Rapid Response With Upadacitinib Treatment in Patients with Rheumatoid Arthritis and an Inadequate Response to csDMARDs or bDMARDs
O FitzGerald1, A Rubbert-Roth2, K Chen3, S Meerwein4, J Enejosa3, T Shaw3, A Wells5
1 St. Vincent’s University Hospital and Conway Institute, University College Dublin, Ireland; 2 Kantonsspital St. Gallen, St Gallen, Switzerland; 3 AbbVie Inc N Chicago, IL, USA; 4 AbbVie Deutschland GmbH & Co. KG, Ludwigshafen, Germany; 5 Rheumatology and Immunotherapy Center, Franklin, WI, USA
Upadacitinib (UPA), a potent JAK inhibitor with preferential activity against JAK-1, demonstrated efficacy in patients (pts) with moderate to severe rheumatoid arthritis (RA) with an inadequate response (IR) to csDMARDs or bDMARDs in the SELECT-NEXT1 and SELECT-BEYOND2 trials, respectively.
To investigate the speed of response to UPA across disease measures in csDMARD- and bDMARD-IR pts.

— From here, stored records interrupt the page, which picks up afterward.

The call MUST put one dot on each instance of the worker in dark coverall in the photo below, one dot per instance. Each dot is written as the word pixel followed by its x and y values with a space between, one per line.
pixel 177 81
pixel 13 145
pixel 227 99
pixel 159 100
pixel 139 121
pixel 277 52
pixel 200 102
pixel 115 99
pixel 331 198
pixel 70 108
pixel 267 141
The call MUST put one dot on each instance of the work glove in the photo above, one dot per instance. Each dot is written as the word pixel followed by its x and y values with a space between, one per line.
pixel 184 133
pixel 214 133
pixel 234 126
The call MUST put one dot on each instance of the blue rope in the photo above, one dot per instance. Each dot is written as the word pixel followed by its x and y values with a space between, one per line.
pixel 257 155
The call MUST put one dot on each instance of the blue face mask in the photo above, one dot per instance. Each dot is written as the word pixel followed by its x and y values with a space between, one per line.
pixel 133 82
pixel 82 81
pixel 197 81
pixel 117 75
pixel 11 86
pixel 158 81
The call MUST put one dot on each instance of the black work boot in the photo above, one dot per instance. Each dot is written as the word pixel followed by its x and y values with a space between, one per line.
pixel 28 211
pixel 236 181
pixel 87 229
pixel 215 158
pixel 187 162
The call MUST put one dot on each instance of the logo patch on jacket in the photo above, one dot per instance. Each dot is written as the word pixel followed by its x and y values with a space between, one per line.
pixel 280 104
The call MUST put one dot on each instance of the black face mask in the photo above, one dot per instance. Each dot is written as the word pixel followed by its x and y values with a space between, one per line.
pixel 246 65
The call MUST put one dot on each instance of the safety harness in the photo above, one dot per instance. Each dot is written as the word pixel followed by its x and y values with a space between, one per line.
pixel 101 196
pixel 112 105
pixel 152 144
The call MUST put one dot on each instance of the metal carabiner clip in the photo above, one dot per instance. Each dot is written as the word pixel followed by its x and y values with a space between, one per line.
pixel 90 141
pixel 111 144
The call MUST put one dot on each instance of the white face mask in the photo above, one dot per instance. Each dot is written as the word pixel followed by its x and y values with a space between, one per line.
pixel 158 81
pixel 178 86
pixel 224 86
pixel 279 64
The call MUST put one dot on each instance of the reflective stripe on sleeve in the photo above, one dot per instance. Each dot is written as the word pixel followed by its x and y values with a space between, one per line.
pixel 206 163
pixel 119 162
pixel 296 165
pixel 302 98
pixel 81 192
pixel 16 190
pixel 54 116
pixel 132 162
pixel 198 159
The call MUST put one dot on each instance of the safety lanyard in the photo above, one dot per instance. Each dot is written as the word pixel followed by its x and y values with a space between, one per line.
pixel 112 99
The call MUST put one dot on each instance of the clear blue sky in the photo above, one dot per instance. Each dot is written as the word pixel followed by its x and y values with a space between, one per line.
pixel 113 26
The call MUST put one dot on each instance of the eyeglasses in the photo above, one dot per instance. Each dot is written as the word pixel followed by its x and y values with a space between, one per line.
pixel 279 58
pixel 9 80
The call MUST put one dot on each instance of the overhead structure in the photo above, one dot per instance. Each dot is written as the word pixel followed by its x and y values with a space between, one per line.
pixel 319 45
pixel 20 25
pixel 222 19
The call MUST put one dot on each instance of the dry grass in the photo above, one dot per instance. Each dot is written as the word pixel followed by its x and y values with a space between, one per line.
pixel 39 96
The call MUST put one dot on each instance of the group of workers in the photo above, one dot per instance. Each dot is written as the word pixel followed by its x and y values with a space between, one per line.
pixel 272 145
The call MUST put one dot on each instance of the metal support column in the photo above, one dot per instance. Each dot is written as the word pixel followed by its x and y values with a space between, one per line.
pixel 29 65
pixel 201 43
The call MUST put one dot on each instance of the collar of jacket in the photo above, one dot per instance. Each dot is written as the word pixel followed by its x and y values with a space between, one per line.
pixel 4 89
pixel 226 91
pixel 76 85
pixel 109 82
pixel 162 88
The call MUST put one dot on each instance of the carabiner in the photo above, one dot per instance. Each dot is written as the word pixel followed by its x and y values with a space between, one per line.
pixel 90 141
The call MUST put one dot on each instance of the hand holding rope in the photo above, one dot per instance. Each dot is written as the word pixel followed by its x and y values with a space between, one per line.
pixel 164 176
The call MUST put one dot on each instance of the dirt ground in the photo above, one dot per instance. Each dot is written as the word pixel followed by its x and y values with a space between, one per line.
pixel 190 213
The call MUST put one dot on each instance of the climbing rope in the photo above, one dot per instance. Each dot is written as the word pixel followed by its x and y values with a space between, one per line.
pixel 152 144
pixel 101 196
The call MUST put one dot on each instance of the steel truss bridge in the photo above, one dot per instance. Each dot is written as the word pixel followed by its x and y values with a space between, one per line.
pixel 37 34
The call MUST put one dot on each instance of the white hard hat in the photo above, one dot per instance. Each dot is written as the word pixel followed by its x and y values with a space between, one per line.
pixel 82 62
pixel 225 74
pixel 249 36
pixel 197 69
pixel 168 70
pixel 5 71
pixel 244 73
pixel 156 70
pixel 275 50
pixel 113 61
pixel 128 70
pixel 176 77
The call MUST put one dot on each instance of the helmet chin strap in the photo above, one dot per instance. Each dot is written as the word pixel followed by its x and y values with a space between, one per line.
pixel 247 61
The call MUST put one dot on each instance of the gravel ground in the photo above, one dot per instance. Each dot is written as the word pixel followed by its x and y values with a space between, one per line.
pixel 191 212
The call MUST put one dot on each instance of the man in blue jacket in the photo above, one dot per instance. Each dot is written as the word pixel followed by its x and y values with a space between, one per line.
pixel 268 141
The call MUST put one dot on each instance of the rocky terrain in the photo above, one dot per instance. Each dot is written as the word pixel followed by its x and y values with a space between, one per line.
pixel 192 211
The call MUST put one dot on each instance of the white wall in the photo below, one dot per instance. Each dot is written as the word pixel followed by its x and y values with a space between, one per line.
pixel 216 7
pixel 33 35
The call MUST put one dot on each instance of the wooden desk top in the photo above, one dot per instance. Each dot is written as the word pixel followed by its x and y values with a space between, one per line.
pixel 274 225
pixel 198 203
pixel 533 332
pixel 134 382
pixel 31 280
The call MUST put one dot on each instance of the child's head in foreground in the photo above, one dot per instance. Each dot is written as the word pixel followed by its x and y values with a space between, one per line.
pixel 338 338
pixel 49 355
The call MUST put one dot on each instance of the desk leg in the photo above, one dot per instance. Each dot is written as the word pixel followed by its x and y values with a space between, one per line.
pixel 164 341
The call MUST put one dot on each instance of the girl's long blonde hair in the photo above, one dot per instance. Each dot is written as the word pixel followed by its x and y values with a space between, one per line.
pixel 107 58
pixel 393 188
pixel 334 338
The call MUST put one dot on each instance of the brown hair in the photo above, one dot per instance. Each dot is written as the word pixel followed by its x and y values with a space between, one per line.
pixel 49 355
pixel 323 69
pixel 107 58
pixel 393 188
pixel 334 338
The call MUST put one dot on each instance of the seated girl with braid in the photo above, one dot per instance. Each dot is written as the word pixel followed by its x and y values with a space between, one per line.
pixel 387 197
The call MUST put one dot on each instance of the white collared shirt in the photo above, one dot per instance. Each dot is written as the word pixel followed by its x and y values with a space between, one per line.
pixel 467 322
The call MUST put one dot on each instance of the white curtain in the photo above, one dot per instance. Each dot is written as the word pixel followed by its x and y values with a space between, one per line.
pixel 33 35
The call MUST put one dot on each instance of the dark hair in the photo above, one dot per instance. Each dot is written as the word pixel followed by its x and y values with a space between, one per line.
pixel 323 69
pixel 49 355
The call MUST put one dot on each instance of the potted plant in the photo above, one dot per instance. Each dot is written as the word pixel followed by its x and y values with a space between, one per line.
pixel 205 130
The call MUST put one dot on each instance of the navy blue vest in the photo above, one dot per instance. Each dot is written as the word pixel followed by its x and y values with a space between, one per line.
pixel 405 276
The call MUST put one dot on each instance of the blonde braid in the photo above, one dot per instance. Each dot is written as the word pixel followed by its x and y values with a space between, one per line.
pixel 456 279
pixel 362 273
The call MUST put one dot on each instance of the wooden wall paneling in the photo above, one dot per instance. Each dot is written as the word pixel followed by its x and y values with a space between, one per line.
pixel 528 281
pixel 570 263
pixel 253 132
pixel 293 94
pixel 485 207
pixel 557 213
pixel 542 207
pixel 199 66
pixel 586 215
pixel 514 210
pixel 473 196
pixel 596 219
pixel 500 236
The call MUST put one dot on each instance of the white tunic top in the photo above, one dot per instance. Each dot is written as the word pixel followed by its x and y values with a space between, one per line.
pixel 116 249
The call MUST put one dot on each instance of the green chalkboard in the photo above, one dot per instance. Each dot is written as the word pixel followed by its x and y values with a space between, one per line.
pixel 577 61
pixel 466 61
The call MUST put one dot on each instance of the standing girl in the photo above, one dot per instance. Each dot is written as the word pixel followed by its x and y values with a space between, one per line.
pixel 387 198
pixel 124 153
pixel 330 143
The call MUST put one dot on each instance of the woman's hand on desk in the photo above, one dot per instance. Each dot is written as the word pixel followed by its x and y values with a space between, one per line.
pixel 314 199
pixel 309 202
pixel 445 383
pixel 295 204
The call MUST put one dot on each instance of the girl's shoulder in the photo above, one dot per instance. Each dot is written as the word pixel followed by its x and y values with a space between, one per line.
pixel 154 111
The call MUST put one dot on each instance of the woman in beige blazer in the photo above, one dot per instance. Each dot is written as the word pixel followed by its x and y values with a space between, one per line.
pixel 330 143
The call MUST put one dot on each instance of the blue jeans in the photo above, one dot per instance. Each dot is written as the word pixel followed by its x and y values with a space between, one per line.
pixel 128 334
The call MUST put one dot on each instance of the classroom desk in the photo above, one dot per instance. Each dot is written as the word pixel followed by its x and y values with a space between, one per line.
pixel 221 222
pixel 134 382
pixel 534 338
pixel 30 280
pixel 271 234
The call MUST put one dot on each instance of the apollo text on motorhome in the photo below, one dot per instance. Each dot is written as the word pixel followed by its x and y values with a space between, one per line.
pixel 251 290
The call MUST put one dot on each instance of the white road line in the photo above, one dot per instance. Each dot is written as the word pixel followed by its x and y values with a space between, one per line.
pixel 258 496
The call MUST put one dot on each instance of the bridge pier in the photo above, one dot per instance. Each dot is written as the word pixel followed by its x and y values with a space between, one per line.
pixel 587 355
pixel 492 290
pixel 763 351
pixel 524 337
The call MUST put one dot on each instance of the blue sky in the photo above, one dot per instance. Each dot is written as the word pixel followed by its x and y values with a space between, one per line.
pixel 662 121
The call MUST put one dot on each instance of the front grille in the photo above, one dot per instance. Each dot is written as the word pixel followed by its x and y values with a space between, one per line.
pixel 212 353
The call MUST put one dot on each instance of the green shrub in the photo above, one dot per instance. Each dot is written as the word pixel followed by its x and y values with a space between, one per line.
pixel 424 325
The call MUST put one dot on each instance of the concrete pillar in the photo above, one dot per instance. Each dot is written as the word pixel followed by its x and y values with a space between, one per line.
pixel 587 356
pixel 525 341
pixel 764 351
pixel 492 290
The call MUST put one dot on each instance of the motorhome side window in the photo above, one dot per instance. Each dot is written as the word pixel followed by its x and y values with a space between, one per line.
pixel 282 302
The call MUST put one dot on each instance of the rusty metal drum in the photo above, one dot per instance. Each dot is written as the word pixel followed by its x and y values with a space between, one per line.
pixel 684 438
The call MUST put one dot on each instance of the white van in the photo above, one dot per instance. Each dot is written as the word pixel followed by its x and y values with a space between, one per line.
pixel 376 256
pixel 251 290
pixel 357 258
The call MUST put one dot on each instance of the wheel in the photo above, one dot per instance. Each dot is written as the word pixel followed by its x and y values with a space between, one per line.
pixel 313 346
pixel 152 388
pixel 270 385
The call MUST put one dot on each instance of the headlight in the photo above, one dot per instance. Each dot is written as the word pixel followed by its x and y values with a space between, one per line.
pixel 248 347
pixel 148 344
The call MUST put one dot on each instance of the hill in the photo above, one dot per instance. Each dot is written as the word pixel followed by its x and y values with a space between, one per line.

661 pts in NEXT and 498 in BEYOND received UPA 15mg or UPA 30mg once daily (QD) or placebo (PBO) for 12 weeks (wks)1,2. Time to first achievement of clinically meaningful outcomes, including ACR20/50, DAS28-CRP≤3.2 and Low Disease Activity (LDA) measures of CDAI (≤10) and SDAI (≤11) was evaluated. The cumulative incidences of ACR20/50, DAS28-CRP ≤3.2 and LDA by CDAI and SDAI over 12 wks were estimated. Hazard ratios between UPA and PBO were obtained using Cox proportional hazards model with treatment group, corresponding baseline values and main stratification factors, without control for multiple comparisons. All analyses were based on observed data without imputation.
Pts had a disease duration of 7 and 13 years in NEXT and BEYOND respectively.1,2 In BEYOND, pts were treatment-refractory as evidenced by 53% having received ≥2 prior bDMARDs2. Median times to achieve ACR20 were similar, irrespective of pt population, being 4 wks for UPA 15mg QD and 2-3 wks for UPA 30mg QD vs 12 wks on PBO (p<.001). In general, the median times to achieve ACR50, DAS28-CRP≤3.2 for UPA 15mg and 30mg QD were ~12 wks and ~8 wks for both csDMARD-IR and bDMARD-IR pts, whereas the median was not reached for pts on PBO during the first 12 wks (p< 0.001, Table 1). The median time to LDA by CDAI and SDAI was ~12 wks across UPA doses and populations, but was not reached for pts receiving PBO within that time. Pts receiving UPA were 2-4 times more likely to achieve clinical responses vs pts receiving PBO. In general, both UPA doses performed similarly across pt populations, with numerically quicker responses observed in pts receiving UPA 30mg vs UPA 15mg QD. Median times to achieve 20% and 50% improvements in tender and swollen joint counts were 1-2 wks and 2-4 wks respectively, for both UPA doses irrespective of pt population. Median times to achieve 20% improvements in morning stiffness duration and severity were approximately 2 wks in each of the UPA arms vs 4 wks on PBO (p< 0.001).
Pts receiving UPA at either 15mg or 30mg QD were more likely to achieve clinical responses at significantly earlier time points when compared with pts receiving PBO. Irrespective of being csDMARD-IR or bDMARD-IR, times to achieve various clinical responses were consistent between pt populations.